The law is clearly stated in Radojevic v. Radojevic (2020 ONSC 5868) and Miranda v. Miranda (2013 ONSC 4704 at para. 26). In Miranda, Justice Mitrow has the following to say:
A party wishing to disturb an interim status quo or vary an interim order faces a strong onus to produce cogent and compelling evidence to show that the physical, mental and moral welfare of a child would be in danger in maintaining the status quo: McCarthy v. Scheibler, 1999 CarswellOnt 3419 (Ont. S.C.J.) at para. 14. Variation of interim custody and access orders will usually only succeed if a child is at risk, or for some other compelling reasons. There is a presumption in favour of the status quo absent compelling reason to change the status quo: Gusikoski v. Gusikoski, 2001 CarswellSask 323 (Sask. Q.B.) at para 10. In Green v. Cairns, 2004 CarswellOnt 2322 (Ont. S.C.J.) at para. 14, Wood J. referred to the well-founded reluctance by courts to vary interim orders on an interim basis and stated that an interim order should only be varied on an interim basis where the evidence establishes "clearly and unequivocally" that the present arrangement is not in a child's best interests. In Greve v. Brighton, 2011 CarswellOnt 8814 (Ont. S.C.J.), Ricchetti J., after reviewing various authorities, states at para. 24 that on a motion for an interim order to vary an existing interim order, the court should only do so where the moving party has demonstrated a change in circumstances as a result of which there are compelling reasons to vary the interim order to meet the child's best interests. (emphasis added)
Justice Kaufman has described, in brief, the circumstances that are necessary as “extenuating,” and being those that are “material, substantially important or compelling.” (Lamacchia v Carullo, 2022 ONSC 687)
Another recent helpful articulation from Justice Kurz, drawing on many authorities, can be found in Thomas v. Wohleber (2022 ONSC 1258). The test was set out as follows:
Whether there has been a “change in the circumstances of the child” since the time of original order.
That change must be a material one; i.e. one that materially affects the child: Gordon v. Goertz, 1996 CanLII 191 (SCC), [1996] S.C.J. No. 52 (S.C.C.), at para. 10. That means that the change must be “substantially important”: McIsaac v. Pye, 2011 ONCJ 840, at para. 13;
That material change must raise "exceptional circumstances where immediate action is required": Grant v. Turgeon, 2000 CanLII 22565 (ON SC), [2000] O.J. No. 970 22565 (S.C.J.), Southorn v. Ree, at para. 12.

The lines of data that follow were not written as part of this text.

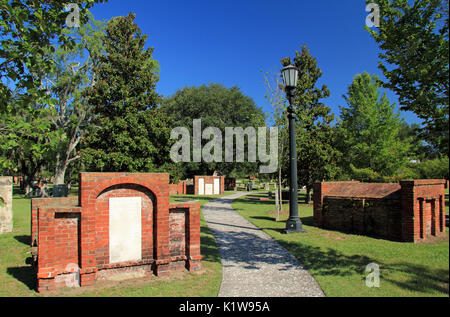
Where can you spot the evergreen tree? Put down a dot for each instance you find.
(132, 134)
(370, 132)
(413, 38)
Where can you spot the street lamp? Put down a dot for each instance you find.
(290, 78)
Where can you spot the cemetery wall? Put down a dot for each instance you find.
(121, 223)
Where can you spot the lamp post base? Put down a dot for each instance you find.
(294, 226)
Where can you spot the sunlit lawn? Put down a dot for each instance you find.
(17, 277)
(338, 260)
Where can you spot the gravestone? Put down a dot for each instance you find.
(6, 216)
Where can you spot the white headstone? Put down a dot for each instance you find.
(125, 229)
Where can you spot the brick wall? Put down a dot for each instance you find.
(178, 189)
(75, 232)
(410, 211)
(6, 212)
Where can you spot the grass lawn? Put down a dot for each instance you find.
(17, 277)
(338, 260)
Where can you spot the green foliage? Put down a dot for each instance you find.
(316, 156)
(70, 77)
(369, 132)
(28, 28)
(25, 136)
(220, 107)
(413, 38)
(131, 134)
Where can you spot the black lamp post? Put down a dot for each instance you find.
(290, 77)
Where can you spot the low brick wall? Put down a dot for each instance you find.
(6, 211)
(178, 189)
(410, 211)
(79, 234)
(208, 181)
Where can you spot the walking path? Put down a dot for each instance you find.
(254, 265)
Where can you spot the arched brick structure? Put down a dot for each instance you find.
(81, 230)
(410, 211)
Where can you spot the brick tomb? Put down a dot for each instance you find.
(6, 215)
(209, 185)
(409, 211)
(120, 224)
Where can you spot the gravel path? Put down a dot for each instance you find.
(254, 265)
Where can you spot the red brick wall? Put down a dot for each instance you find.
(410, 211)
(423, 209)
(78, 234)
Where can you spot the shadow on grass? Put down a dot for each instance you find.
(327, 262)
(208, 246)
(421, 279)
(24, 274)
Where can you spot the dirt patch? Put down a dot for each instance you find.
(334, 236)
(135, 283)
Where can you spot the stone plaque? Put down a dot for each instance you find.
(125, 229)
(201, 186)
(216, 186)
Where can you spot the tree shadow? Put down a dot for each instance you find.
(24, 274)
(421, 278)
(208, 247)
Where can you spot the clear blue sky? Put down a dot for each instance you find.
(229, 42)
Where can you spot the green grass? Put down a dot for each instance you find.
(338, 260)
(18, 279)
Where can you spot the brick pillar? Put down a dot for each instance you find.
(410, 215)
(46, 250)
(6, 212)
(193, 251)
(318, 202)
(162, 256)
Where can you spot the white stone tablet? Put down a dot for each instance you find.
(125, 229)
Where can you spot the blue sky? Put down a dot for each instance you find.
(230, 42)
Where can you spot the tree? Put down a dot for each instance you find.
(316, 156)
(369, 131)
(413, 38)
(132, 133)
(28, 29)
(25, 141)
(70, 111)
(219, 107)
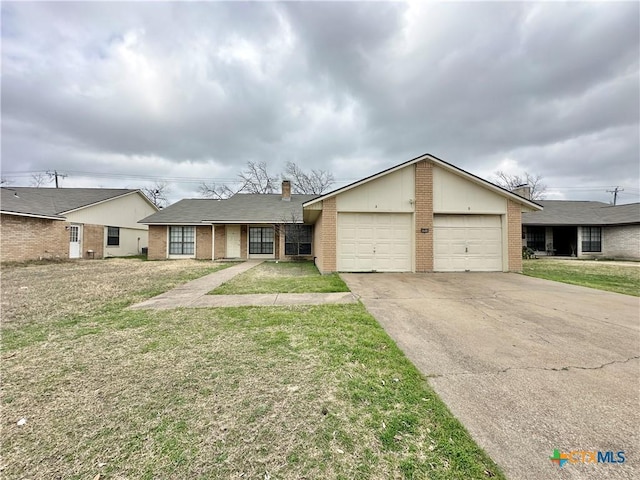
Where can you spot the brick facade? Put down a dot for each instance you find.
(621, 242)
(424, 216)
(243, 241)
(329, 235)
(514, 236)
(157, 242)
(219, 243)
(203, 242)
(27, 238)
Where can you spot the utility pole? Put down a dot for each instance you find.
(615, 193)
(55, 175)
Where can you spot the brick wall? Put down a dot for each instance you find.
(157, 242)
(279, 239)
(93, 238)
(317, 244)
(329, 232)
(514, 236)
(424, 216)
(621, 242)
(26, 238)
(203, 242)
(220, 242)
(243, 241)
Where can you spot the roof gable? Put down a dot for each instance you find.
(441, 163)
(240, 208)
(56, 202)
(574, 213)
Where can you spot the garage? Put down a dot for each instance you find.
(467, 243)
(374, 242)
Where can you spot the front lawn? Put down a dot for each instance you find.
(282, 277)
(612, 277)
(269, 392)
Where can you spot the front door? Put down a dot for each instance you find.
(233, 241)
(74, 241)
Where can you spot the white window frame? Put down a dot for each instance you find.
(176, 255)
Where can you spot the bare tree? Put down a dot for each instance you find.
(256, 179)
(214, 190)
(39, 179)
(314, 182)
(510, 182)
(296, 235)
(157, 193)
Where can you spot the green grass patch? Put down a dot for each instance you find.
(602, 276)
(282, 277)
(279, 392)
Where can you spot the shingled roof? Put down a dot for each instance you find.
(575, 213)
(240, 208)
(54, 202)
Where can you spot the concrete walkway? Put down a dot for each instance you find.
(194, 294)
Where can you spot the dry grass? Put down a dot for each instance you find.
(58, 290)
(283, 277)
(620, 277)
(301, 392)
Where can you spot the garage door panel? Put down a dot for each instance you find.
(467, 243)
(374, 242)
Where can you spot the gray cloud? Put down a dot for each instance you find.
(197, 89)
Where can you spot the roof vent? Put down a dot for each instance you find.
(286, 190)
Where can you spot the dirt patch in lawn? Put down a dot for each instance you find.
(271, 392)
(40, 293)
(282, 277)
(610, 276)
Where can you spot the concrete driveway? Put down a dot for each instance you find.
(527, 365)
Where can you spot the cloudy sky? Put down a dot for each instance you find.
(126, 94)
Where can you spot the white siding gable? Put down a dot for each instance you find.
(454, 194)
(393, 192)
(120, 212)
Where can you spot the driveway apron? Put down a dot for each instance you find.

The order that those materially changed circumstances compel the court to make must meet the best interests of the child: Miranda v. Miranda, 2013 ONSC 4704, at para. 26, Radojevic v Radojevic , ibid, Chyher v. Al Jaboury, 2021 ONSC 8191, at para. 15, citing the previous decision in the same case at 2021 ONSC 4358 at para. 26, Greve v. Brighton, 2011 ONSC 4996, at para 24.
While there are differing articulations of the test for bringing motions to vary an interim parenting order, in effect, they are not all that different. They emphasize that the focus is to be on the children, and the impact of a change or circumstance on the children, rather than the effect that they will have on the parents.
There is a high onus for litigants seeking to challenge or revisit temporary parenting orders. Maintaining the status quo is seen as being better for both parties and the court system as a whole: It provides children with stability and encourages parties to move toward the resolution of their matter. Such an approach also saves legal fees and court resources and is undoubtedly better for the mental health of the parties than constantly reopening orders that were intended to be interim.
It is clear that it is not in a child’s best interests to, as Justice Kurz put it in Radojevic, “leave it open to deep pocketed and litigious parents to continuously litigate without having to bother to go to trial.”